Type 1 diabetes (T1D) is an important risk factor for cerebral small vessel disease (SVD). Cerebral microbleeds (CMB) and white matter hyperintensities (WMH) can already be observed in early midlife in individuals with T1D, even though generally, this pathology is seen decades later in those without diabetes. Whether these changes affect cognitive functions, remains unclear. We investigated the associations of CMB and WMH with processing speed and attention in adults with T1D without major neurological symptoms.

Methods

As part of an ongoing FinnDiane sub-study, brain magnetic resonance imaging, and extensive clinical and neuropsychological examinations were done for 142 participants with T1D (age 47.2±7.6 years, diabetes duration 31.6±11.0 years). CMB and WMH were evaluated visually by an experienced neuroradiologist and categorized according to number and severity (CMB: 0 vs 1-2 vs ≥3; WMH: Fazekas score 0 vs ≥1). The assessment of processing speed and attention included the Wechsler Adult Intelligence Scale-IV (WAIS-IV) Coding and Symbol search subtests, the Stroop test, and the computerized Flexible Attention Test (FAT) Simple Visuomotor Speed, Numbers and Number-Letter subtasks.

Results

CMB (≥3) and mild WMH were associated with poorer performance in WAIS-IV Coding and Symbol Search, and Stroop and FAT subtasks (p<0.05) in univariate linear regression analyses.

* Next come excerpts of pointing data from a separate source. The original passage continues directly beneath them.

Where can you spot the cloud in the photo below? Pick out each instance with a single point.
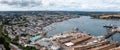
(21, 3)
(67, 5)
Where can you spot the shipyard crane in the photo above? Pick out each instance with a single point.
(111, 30)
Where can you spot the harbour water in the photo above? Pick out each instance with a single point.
(84, 23)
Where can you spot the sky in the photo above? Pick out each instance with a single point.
(59, 5)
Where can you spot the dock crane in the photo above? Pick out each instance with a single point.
(111, 30)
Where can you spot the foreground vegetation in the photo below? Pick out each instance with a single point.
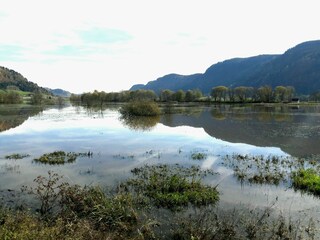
(156, 202)
(60, 157)
(140, 108)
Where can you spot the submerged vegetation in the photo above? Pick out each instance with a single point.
(307, 180)
(198, 156)
(60, 157)
(17, 156)
(140, 108)
(173, 187)
(137, 209)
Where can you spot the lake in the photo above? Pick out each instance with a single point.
(118, 145)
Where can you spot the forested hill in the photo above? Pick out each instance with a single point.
(14, 80)
(298, 67)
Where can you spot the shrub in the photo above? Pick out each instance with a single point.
(307, 180)
(173, 187)
(140, 108)
(60, 157)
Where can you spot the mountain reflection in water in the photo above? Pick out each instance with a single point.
(294, 129)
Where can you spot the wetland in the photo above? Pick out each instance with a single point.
(245, 157)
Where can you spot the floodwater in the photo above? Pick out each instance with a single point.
(120, 145)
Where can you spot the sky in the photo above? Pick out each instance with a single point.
(109, 45)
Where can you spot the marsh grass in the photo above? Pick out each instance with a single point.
(92, 213)
(173, 187)
(60, 157)
(140, 108)
(17, 156)
(198, 156)
(261, 169)
(307, 180)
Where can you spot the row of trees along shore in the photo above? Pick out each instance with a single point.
(218, 94)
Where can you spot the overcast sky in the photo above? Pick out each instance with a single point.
(111, 45)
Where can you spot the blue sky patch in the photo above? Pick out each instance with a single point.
(104, 35)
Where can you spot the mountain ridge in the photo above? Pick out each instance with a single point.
(299, 67)
(11, 78)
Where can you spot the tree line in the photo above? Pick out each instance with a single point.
(145, 95)
(250, 94)
(218, 94)
(10, 97)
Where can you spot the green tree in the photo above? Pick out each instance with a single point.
(243, 93)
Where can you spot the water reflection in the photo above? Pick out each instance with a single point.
(140, 123)
(294, 129)
(117, 147)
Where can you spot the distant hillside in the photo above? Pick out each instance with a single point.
(298, 67)
(59, 92)
(11, 78)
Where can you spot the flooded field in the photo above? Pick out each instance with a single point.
(212, 137)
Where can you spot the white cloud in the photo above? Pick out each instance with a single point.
(110, 45)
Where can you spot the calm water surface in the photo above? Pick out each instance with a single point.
(118, 145)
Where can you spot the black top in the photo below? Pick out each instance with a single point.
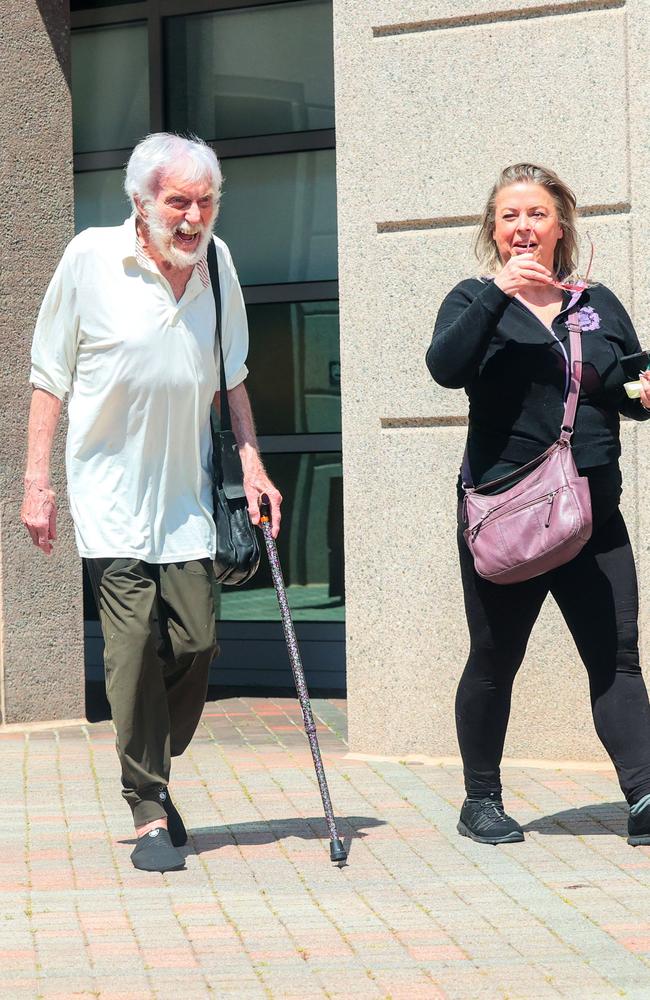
(514, 373)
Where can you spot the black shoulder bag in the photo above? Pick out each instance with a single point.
(238, 555)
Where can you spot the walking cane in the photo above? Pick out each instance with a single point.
(337, 850)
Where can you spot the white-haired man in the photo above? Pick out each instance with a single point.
(127, 328)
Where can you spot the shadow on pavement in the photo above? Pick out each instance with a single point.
(602, 818)
(351, 828)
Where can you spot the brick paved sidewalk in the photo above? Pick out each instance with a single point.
(261, 912)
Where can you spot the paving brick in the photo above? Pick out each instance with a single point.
(260, 911)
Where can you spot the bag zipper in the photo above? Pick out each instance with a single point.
(550, 499)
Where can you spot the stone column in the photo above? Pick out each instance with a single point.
(433, 99)
(41, 612)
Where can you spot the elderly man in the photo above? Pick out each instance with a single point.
(127, 328)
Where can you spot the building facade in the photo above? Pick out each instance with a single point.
(376, 128)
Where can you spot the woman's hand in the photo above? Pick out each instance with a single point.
(644, 381)
(521, 270)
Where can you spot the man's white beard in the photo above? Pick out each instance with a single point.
(162, 236)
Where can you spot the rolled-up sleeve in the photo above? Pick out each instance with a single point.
(234, 322)
(54, 348)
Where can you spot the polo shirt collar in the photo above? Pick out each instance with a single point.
(132, 250)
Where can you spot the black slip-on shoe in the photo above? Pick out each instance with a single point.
(486, 822)
(638, 828)
(175, 825)
(154, 852)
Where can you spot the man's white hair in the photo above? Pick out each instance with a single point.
(161, 152)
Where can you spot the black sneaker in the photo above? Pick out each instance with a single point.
(154, 852)
(638, 828)
(175, 825)
(485, 821)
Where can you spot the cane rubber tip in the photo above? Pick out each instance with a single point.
(337, 850)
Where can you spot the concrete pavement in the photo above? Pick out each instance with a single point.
(260, 912)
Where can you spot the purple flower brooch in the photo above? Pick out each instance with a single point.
(588, 319)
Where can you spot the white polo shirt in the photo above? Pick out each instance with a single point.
(141, 372)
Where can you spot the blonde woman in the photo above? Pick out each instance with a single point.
(505, 340)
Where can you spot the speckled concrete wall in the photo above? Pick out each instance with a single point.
(432, 99)
(41, 618)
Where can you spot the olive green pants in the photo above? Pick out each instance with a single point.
(159, 633)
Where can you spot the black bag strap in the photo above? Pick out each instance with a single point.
(213, 268)
(570, 407)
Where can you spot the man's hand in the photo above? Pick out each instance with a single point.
(255, 484)
(38, 514)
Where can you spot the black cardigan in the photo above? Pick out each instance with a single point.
(514, 374)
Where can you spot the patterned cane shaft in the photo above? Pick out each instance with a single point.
(299, 675)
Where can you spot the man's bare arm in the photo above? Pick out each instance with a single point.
(38, 512)
(256, 480)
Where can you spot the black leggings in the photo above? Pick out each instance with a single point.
(598, 597)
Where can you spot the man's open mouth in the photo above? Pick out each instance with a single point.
(188, 240)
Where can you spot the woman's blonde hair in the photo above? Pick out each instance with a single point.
(565, 258)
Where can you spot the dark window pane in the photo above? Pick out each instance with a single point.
(254, 71)
(300, 342)
(310, 546)
(110, 87)
(278, 216)
(92, 4)
(99, 199)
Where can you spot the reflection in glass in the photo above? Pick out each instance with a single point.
(254, 71)
(310, 545)
(99, 199)
(110, 87)
(278, 216)
(299, 341)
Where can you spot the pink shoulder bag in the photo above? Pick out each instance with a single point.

After controlling for age and years of education, the associations of CMB with Coding (stand. β=-0.17, p=0.038), FAT Simple Visuomotor Speed (stand. β=0.16, p=0.048) and Stroop color- incongruent part (stand. β=0.18, p=0.038) remained significant, whereas WMH were no longer related to cognitive performance. When CMB and WMH were entered together in multiple linear regression models adjusted for age and education, CMB had independent negative contributions to Coding (stand. β=-0.17, p=0.045). The effect sizes of the significant associations were small (Cohen's f2=0.04) (Fig. 1).

Discussion

CMB were related to a subtle decline in processing speed and attention in middle-aged adults with T1D. The associations were only partly explained by age. Effect sizes on a group level were small indicating minor clinical significance. However, our results provide insight into the development of SVD-related cognitive changes already in midlife and suggest an increased risk of cognitive decline in individuals with T1D.